# Ss Arctic Queen



## ghandiboy (Jun 5, 2007)

Sorry if you've looked at this posting before but i put in the wrong place.Well i was looking a photo of the arctic queen, the caption read the biggest fishing vessel in the world. It doesn't look like any fishing boat iv'e seen more like a small liner/passenger ship. The picture was on a hull website showing her been moved by two tugs one called the welchman i think. I can't find anything more out about her as i can't remember what web site it was on. cheers nick(Thumb)


----------



## ray1buck1 (Sep 4, 2005)

The Tugs are “Irishman” & “Seaman” I believe 

http://www.hullcc.gov.uk/museumcoll...ender=Contact&ImagesOnly=yes&Page=8&irn=80762


Ray


----------



## Roger Griffiths (Feb 10, 2006)

Hello,
ARCTIC QUEEN O/N 127974 was the ex refrigerated vessel VASARI built in 1909, 8401grt.

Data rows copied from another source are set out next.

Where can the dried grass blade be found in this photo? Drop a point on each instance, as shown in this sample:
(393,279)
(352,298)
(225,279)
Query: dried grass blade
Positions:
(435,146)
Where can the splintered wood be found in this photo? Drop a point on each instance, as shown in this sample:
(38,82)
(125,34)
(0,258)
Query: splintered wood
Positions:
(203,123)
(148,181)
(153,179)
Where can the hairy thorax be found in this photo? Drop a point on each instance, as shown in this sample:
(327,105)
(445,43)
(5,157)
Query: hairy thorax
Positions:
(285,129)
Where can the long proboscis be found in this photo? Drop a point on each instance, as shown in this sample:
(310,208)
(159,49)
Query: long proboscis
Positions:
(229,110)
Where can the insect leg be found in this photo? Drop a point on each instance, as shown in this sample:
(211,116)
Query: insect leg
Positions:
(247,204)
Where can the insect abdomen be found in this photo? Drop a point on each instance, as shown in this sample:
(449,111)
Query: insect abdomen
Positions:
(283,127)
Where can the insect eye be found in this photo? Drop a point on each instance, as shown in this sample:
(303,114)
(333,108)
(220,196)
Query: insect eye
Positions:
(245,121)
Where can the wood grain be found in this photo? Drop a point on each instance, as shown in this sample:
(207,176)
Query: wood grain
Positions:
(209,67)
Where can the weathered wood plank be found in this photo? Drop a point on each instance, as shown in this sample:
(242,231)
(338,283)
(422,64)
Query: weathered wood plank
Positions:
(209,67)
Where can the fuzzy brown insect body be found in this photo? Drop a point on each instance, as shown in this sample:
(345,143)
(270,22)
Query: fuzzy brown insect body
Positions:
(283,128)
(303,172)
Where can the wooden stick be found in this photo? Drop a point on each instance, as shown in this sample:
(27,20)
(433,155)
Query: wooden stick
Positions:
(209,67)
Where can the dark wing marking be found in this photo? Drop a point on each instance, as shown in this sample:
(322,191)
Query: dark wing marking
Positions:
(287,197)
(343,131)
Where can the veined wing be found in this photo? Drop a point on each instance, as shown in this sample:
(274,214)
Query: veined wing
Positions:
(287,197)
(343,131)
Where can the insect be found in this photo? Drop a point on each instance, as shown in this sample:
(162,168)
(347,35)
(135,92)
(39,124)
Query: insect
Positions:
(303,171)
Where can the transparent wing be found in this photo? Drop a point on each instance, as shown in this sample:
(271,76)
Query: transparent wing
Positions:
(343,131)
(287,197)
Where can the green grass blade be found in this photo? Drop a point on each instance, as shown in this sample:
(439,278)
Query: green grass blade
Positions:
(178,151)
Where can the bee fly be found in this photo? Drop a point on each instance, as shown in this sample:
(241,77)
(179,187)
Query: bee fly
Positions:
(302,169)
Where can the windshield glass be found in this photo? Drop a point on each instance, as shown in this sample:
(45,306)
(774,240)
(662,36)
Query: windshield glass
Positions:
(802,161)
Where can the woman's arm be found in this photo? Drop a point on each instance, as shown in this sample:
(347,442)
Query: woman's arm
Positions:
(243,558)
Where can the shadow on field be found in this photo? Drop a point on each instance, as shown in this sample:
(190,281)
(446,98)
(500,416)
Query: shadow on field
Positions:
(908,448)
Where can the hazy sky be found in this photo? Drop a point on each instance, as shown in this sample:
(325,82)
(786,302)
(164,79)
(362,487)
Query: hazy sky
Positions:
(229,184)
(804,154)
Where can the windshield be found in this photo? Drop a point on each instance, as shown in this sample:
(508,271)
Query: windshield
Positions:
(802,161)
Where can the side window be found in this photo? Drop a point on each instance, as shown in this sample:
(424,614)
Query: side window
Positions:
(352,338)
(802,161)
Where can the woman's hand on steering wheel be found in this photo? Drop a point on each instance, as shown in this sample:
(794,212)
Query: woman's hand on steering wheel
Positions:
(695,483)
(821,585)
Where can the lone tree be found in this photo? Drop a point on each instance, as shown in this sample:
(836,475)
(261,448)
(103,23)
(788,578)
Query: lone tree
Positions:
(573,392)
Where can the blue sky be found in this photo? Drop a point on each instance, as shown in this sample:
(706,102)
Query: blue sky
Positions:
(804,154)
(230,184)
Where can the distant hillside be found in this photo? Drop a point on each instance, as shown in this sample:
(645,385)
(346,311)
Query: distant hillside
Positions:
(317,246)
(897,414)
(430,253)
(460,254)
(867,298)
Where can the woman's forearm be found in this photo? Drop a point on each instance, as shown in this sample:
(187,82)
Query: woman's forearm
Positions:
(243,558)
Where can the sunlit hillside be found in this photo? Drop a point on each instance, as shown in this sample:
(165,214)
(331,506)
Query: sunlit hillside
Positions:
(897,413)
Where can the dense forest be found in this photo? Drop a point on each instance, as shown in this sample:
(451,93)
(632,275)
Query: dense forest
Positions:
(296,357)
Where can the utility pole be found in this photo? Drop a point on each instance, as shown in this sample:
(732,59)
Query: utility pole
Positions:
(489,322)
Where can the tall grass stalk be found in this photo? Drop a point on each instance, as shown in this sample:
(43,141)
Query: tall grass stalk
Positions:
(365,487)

As VASARI she operated on the Liverpool/New York/Buenos Aires service for Lamport and Holt.
She changed her name to ARCTIC QUEEN in 1928 owned by Hellyer Bros who employed her as a mother ship for dories longlineing for Halibut off Greenland.
The first three seasons produced over a thousand tons of fish a year. The fishery declined and she was sold to Russia in 1935 renamed PISHCHEVAYA INDUSTRIYA b/u in Kauhsiung 1979.
I have attached a photograph showing her dories slung on davits.

Roger


----------



## ghandiboy (Jun 5, 2007)

thankyou for that cheers nick


----------